If you read nothing else in this story, take this away: There will always be room on peoples’ shelves for products that work. 

According to the market research firm Circana, mass and prestige skincare grew 11 percent in the first half of 2023 — prestige skincare contributed just under one third of the category’s volume but outperformed the mass market. It’s clear that skincare is very much at the top of consumers’ minds. Even amid fears of an economic downturn, consumers have shown they are willing to spend on science-backed brands no matter the price point.  
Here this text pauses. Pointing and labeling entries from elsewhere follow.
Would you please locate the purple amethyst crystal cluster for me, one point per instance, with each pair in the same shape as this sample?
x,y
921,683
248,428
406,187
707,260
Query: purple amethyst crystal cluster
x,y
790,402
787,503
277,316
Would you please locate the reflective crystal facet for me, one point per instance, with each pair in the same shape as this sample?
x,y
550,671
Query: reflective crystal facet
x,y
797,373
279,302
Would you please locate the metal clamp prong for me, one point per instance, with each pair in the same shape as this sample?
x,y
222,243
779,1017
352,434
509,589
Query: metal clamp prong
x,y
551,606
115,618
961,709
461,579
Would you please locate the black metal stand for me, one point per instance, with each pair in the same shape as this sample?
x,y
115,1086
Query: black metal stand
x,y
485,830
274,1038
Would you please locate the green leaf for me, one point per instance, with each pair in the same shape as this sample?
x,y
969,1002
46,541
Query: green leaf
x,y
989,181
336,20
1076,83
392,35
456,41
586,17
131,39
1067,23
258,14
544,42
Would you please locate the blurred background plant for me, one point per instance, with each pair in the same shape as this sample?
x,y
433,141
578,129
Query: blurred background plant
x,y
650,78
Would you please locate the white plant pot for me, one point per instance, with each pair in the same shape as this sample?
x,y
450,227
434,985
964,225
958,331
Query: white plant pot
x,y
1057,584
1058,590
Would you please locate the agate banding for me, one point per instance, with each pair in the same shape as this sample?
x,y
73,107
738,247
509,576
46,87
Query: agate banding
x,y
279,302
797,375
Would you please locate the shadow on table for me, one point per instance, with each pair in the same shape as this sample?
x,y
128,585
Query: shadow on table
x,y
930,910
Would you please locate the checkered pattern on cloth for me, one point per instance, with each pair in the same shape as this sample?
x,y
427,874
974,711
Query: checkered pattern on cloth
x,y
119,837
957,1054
“There’s been an incredible surge in education around skincare,” says Dhaval Bhanusali, MD of New York City practice, Hudson Dermatology and Laser Surgery. “People aren’t just buying marketing,” says the CEW Beauty Ambassador, who also consults for brands, including SkinCeuticals, Elta MD, CeraVe, and Neutrogena. Even in my own office, people are asking about ingredients and percentages. It’s like a cake. If you just give me some rough ingredients, I can make a masterpiece or a disaster. Consumers know that the quality and quantity of the ingredients matters,” Bhanusali says.
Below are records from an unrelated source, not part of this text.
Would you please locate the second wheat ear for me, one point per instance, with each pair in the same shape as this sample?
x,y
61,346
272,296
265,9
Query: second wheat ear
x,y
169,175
Quality of ingredients is especially relevant with actives like vitamin C, Bhanusali says. “Why is SkinCeuticals C E Ferulic serum so popular? Because they’ve stabilized the vitamin C and shown that it works,”  he says. This also explains the popularity of formulator-led brands like Matter of Fact and BeautyStat, not to mention Naturium, the high-growth indie brand that was just acquired by E.l.f. Beauty for $355 million.

“It’s my personal opinion that we’re entering the scientific era,” Bhanusali says. Circana’s research confirms his theory: In the first half of 2023, clinical skincare was a key driver of growth in the skincare category, accounting for an 11-percent increase in spending.

While mass represents a larger chunk of the skincare market, year over year growth was stronger in prestige. Within that category, clinical brands represented 35% of prestige skincare gains, according to Circana. Natural, the second largest brand type, contributed 26% of incremental volume.  “If something has a higher price point but there’s a scientific basis for it, there will be room for it on someone’s counter,” Bhanusali says. And increasingly, consumers are looking for products that combine those two attributes, aka “cleanical skincare.” 

Perhaps because consumers are so educated about which ingredients work and which ones are just trending, they continue to vote on many of the tried-and-true ones — like peptides and retinol — with their wallets, according to Bhanusali. This trend is reflected in the way many popular skincare brands like The Ordinary lead with an ingredients-first approach, clearly labeling their serums and cleansers with no nonsense names “squalene cleanser” and “Niacinamide 10% Zinc 1% Serum.” 

Another byproduct of today’s hyper-educated skincare consumer? “Now that they know what works, they’re getting more efficient in their spending,” says Yarden Horwitz, a co-founder at Spate, a trends forecasting platform. She also cites the “high maintenance to be low maintenance” movement: Choosing to spend more on, say, Red Light Therapy, which yields a big impact, rather than indulging in a 16-part regimen that may only produce marginal skincare gains. 

The movement toward doing more with less also fits tidily into another trend Bhanusali is seeing, which he’s calling structural rejuvenation. This is the notion that people are looking at the big picture in terms of aging, rather than focusing on every last wrinkle, line, and splotch of discoloration. 

“There’s a lot more subtleness in the aesthetic world now,” Bhanusali says. “People are redefining what’s beautiful and it’s good for society. Stretch marks used to be the thing that people came in for, but no one does that anymore. It’s okay to have flaws now,” he says.